The committee will also seek to advance through earlier planning stages projects for 2,490 additional housing units in more than 20 locations, the statement added.
The agenda appeared to have been updated shortly after the Defense Ministry statement to account for some of the plans that Liberman mentioned. However, large discrepancies still remained between Liberman’s statement and the agenda for Wednesday’s meeting.
The Defense Minister appeared to have inflated the numbers in an attempt to appeal to pro-settler constituencies.
To reach 1,285 housing units that would be slated for final building authorization, the Defense Minister appeared to factor in over 900 homes that are set to go through an additional “marketing” stage. In this extra step in the planning process, homes are marketed by the Housing Ministry to private contractors, who are then responsible for carrying out the construction.
However, the government already counted those 900 homes as having received final approval when the Civil Administration committee met last year. Liberman seemed to have counted those homes again to reach the high figure he publicized on Tuesday.
To reach the figure of 2,490 housing units slated to be advanced through earlier stages, the Defense Minister appeared to add an additional 900 homes that are set to leap through a small technical hurdle known as “deposit publication.”
After a building project is advanced through the earlier “deposit” stage of planning, there is a roughly two-month period during which the public can lodge objections to the approval. These are typically submitted by anti-settlement watchdogs such as Peace Now or private Palestinian landowners, though usually with little success.
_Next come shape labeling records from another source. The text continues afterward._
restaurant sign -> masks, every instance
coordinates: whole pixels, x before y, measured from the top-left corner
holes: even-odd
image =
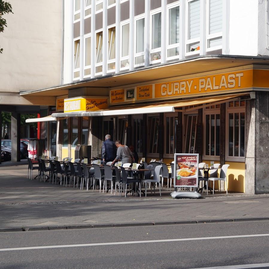
[[[176,153],[174,185],[175,187],[198,186],[198,154]]]
[[[64,112],[97,111],[108,107],[107,98],[78,97],[64,99]]]

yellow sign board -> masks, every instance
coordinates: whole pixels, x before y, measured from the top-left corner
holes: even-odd
[[[63,110],[64,98],[59,98],[56,99],[56,110]]]
[[[77,111],[96,111],[108,107],[107,98],[78,97],[65,99],[65,113]]]
[[[253,87],[253,70],[241,70],[157,83],[155,98],[250,88]]]
[[[112,103],[124,102],[124,89],[115,90],[110,92],[110,102]]]
[[[138,86],[136,87],[137,100],[145,100],[152,98],[152,85]]]

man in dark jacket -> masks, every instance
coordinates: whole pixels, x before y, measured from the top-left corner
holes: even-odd
[[[110,135],[107,135],[105,137],[105,141],[102,145],[102,156],[103,161],[105,161],[106,162],[113,162],[116,158],[116,152],[115,142],[111,140]]]

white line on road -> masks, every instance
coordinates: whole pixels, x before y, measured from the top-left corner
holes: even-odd
[[[243,269],[244,268],[260,268],[269,267],[269,263],[253,263],[252,264],[240,264],[226,266],[214,266],[213,267],[201,267],[193,269]]]
[[[57,246],[40,246],[39,247],[26,247],[1,248],[0,251],[9,250],[21,250],[29,249],[40,249],[43,248],[59,248],[62,247],[92,247],[95,246],[108,246],[113,245],[127,245],[129,244],[142,244],[145,243],[156,243],[162,242],[193,241],[197,240],[208,240],[212,239],[225,239],[229,238],[240,238],[244,237],[257,237],[268,236],[269,234],[257,235],[230,235],[227,236],[212,236],[211,237],[198,237],[193,238],[178,238],[176,239],[163,239],[161,240],[147,240],[144,241],[130,241],[126,242],[115,242],[107,243],[92,243],[89,244],[77,244],[75,245],[59,245]]]

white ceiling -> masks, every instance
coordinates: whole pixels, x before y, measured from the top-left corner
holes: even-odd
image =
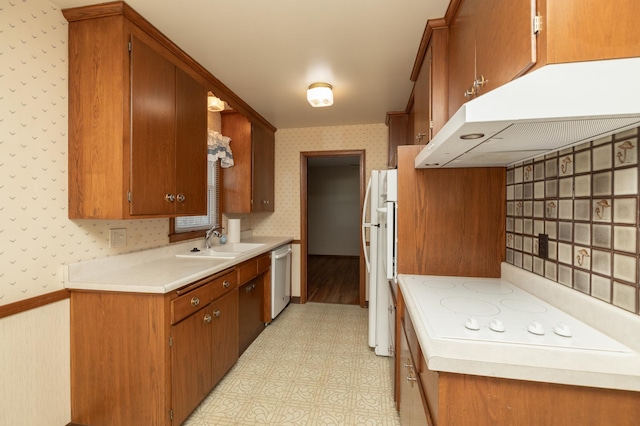
[[[61,9],[100,3],[51,0]],[[128,0],[279,129],[383,123],[407,106],[426,22],[449,0]],[[312,108],[309,84],[334,87]]]

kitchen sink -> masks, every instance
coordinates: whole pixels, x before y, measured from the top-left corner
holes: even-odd
[[[191,257],[195,259],[233,259],[244,252],[255,250],[262,246],[264,246],[264,244],[261,243],[230,243],[208,249],[176,254],[176,257]]]

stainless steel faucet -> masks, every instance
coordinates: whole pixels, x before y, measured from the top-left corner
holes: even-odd
[[[222,237],[222,233],[220,231],[222,231],[221,227],[213,226],[204,234],[204,248],[211,248],[211,244],[209,244],[209,238],[211,238],[211,235],[218,238]]]

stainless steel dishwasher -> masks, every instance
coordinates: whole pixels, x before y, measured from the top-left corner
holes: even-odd
[[[271,252],[271,319],[291,301],[291,244]]]

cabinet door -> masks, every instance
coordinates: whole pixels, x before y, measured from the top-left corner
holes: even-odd
[[[212,309],[207,305],[171,327],[174,424],[182,424],[213,387]]]
[[[449,117],[467,101],[475,79],[476,19],[484,2],[463,0],[449,26]]]
[[[449,116],[535,65],[535,14],[535,0],[461,2],[449,30]]]
[[[238,359],[238,290],[215,300],[212,336],[212,384],[225,375]]]
[[[171,214],[175,190],[176,67],[131,37],[132,215]]]
[[[207,214],[207,91],[176,69],[176,201],[179,215]]]
[[[252,125],[253,139],[253,203],[254,212],[273,212],[275,135]]]
[[[420,379],[404,329],[400,334],[400,422],[402,426],[431,426],[433,423],[423,402]]]

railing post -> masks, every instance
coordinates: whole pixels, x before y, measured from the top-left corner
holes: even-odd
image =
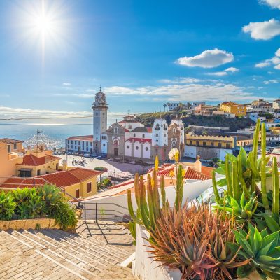
[[[85,207],[86,207],[86,205],[87,205],[87,204],[86,203],[84,203],[84,209],[85,209],[85,212],[84,212],[84,215],[85,215],[85,216],[84,216],[84,220],[85,220],[85,223],[86,223],[86,220],[85,220],[85,215],[86,215],[86,211],[85,211]]]
[[[95,203],[95,223],[97,223],[97,203]]]

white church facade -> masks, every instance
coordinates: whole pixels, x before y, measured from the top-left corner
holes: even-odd
[[[147,127],[136,120],[136,115],[131,115],[129,110],[128,115],[122,120],[116,120],[107,129],[108,104],[101,89],[95,94],[92,108],[93,135],[68,138],[66,140],[66,150],[86,151],[106,155],[108,158],[142,162],[154,160],[157,155],[160,160],[166,160],[172,148],[177,148],[183,155],[185,134],[181,118],[172,120],[169,126],[164,118],[160,118],[155,120],[151,127]],[[77,143],[82,143],[83,137],[86,137],[88,141],[91,138],[92,141],[84,151],[78,145],[71,145],[74,137]]]

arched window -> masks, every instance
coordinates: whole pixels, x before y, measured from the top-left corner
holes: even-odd
[[[176,144],[176,141],[172,141],[172,148],[176,148],[176,146],[177,146],[177,144]]]
[[[115,139],[113,142],[113,146],[118,146],[118,139]]]

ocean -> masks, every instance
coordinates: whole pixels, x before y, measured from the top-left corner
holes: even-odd
[[[64,147],[65,139],[71,136],[92,134],[91,124],[0,124],[0,138],[30,140],[36,134],[37,130],[42,131],[42,134],[53,140],[56,148]]]

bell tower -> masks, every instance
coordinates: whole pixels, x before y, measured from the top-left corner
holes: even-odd
[[[107,111],[108,105],[105,93],[101,91],[95,94],[95,102],[92,103],[93,110],[93,141],[100,142],[101,134],[107,130]]]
But before the objection can be filed, an ad in newspapers must be published announcing the newly “deposited” plan. This stage does not require the approval of the High Planning Subcommittee and the projects that are published do not appear in its agendas, which is why it is difficult to know how many were advanced.
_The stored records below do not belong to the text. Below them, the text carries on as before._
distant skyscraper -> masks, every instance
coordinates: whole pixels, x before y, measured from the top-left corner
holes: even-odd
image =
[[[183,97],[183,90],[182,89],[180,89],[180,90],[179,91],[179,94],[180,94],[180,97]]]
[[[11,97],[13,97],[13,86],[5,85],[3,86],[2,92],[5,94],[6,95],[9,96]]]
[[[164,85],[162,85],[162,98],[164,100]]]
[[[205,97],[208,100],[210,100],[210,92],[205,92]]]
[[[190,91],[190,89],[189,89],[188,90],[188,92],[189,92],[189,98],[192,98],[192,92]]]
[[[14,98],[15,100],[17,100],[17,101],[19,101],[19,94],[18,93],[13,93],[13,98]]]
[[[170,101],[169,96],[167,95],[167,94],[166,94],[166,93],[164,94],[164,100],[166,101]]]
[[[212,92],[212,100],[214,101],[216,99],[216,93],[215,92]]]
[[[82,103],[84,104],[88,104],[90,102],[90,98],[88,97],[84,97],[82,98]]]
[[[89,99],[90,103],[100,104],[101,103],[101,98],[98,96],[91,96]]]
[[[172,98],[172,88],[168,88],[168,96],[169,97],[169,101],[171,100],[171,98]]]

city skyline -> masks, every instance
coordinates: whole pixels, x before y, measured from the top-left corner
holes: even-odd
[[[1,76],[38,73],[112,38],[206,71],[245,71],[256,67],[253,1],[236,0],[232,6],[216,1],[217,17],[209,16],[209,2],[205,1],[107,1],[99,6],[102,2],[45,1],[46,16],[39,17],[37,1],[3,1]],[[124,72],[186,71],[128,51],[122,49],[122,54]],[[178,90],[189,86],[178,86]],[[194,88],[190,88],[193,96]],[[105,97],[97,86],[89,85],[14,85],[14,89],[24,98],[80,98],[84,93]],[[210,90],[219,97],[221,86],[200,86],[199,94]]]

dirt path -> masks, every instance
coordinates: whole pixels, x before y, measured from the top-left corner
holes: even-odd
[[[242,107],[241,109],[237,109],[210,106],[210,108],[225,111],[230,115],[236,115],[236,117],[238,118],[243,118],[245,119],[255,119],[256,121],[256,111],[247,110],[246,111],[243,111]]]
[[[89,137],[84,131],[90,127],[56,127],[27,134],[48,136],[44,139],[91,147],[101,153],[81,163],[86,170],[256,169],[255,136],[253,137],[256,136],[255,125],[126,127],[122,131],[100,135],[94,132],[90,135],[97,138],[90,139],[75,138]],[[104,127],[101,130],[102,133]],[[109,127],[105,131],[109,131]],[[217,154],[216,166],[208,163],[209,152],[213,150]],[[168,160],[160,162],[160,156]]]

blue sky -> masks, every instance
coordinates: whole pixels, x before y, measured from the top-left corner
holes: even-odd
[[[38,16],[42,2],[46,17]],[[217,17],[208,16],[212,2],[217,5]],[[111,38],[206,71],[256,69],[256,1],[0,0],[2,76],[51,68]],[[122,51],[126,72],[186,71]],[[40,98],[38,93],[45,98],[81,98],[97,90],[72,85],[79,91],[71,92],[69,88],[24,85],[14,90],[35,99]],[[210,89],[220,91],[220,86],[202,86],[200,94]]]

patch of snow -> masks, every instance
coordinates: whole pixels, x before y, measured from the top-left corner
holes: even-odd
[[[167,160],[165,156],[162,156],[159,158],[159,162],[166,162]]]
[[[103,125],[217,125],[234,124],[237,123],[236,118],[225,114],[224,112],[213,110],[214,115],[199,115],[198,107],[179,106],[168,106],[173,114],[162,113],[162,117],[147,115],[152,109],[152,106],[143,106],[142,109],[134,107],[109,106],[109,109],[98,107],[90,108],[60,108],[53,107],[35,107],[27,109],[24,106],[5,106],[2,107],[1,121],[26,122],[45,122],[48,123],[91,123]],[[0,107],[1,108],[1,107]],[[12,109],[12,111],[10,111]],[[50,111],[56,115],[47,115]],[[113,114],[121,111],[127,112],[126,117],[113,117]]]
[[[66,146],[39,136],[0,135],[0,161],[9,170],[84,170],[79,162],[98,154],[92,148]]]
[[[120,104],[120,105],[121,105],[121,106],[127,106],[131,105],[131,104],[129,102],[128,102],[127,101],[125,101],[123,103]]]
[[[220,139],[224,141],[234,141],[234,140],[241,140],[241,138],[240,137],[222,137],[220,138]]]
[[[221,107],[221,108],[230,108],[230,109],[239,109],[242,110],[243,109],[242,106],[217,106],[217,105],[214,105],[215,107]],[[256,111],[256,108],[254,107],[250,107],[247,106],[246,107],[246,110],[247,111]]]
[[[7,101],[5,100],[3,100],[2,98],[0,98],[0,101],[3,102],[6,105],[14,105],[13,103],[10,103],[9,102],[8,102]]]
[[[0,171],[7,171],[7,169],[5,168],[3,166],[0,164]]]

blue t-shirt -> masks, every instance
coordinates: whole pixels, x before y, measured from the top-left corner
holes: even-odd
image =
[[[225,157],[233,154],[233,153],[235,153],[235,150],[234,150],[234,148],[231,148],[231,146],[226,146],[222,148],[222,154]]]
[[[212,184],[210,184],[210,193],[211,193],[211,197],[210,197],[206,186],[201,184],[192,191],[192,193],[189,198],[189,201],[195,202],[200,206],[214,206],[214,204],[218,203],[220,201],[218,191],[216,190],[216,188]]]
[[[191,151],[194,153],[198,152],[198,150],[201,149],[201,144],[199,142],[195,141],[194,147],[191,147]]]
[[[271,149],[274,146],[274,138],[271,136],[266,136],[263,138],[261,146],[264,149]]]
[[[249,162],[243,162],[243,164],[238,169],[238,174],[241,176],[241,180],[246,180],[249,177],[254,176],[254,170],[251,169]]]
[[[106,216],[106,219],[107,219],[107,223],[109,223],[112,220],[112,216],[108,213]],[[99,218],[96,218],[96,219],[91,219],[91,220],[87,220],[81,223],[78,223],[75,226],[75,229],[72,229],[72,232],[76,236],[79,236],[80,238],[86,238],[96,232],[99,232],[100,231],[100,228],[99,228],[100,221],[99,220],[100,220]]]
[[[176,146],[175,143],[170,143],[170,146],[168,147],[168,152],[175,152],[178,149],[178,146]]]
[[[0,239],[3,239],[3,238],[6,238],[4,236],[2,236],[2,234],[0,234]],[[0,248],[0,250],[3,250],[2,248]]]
Nonetheless, Liberman counted over 900 such units that were “published for deposit” in his final tally. These are numbers that even the left-wing Peace Now settlement watchdog did not include in its ultimate total of units slated to be approved on Wednesday.
In addition, over 170 units Liberman included in his count of plans slated to be advanced through early planning stages were mere additions to already approved ones. For example, an approved plan for 60 homes in the Ma’ale Adumim settlement is slated to gain “deposit” approval for an additional 44 units. However, Liberman’s office counted the plan to be for 104 new units, rather than just 44.
Finally, several of the plans highlighted in the Defense Ministry statement were considerably larger than the ones presented on the updated High Planning Subcommittee agenda. For example, the plan for the settlement of Karmei Tzur in Liberman’s statement showed 227 housing units, but according to Wednesday’s agenda, it is actually for 120 units.
Such discrepancies, the reasons for which were not immediately clear, made up for an additional 300 housing units that further inflated the defense minister’s numbers.
All in all, it appeared that the number of homes slated for final approval stood closer to 350, while the number of units set to be advanced through the earlier “deposit” planning stage was roughly 1,000.
Notably, the Defense Minister stated that the 1,285 homes gaining final approval would be built “immediately” in the 2018 calendar year. However, statistics from Peace Now show that despite the final approval granted to over 3,000 West Bank housing units for construction in 2017, just 46 have actually been built.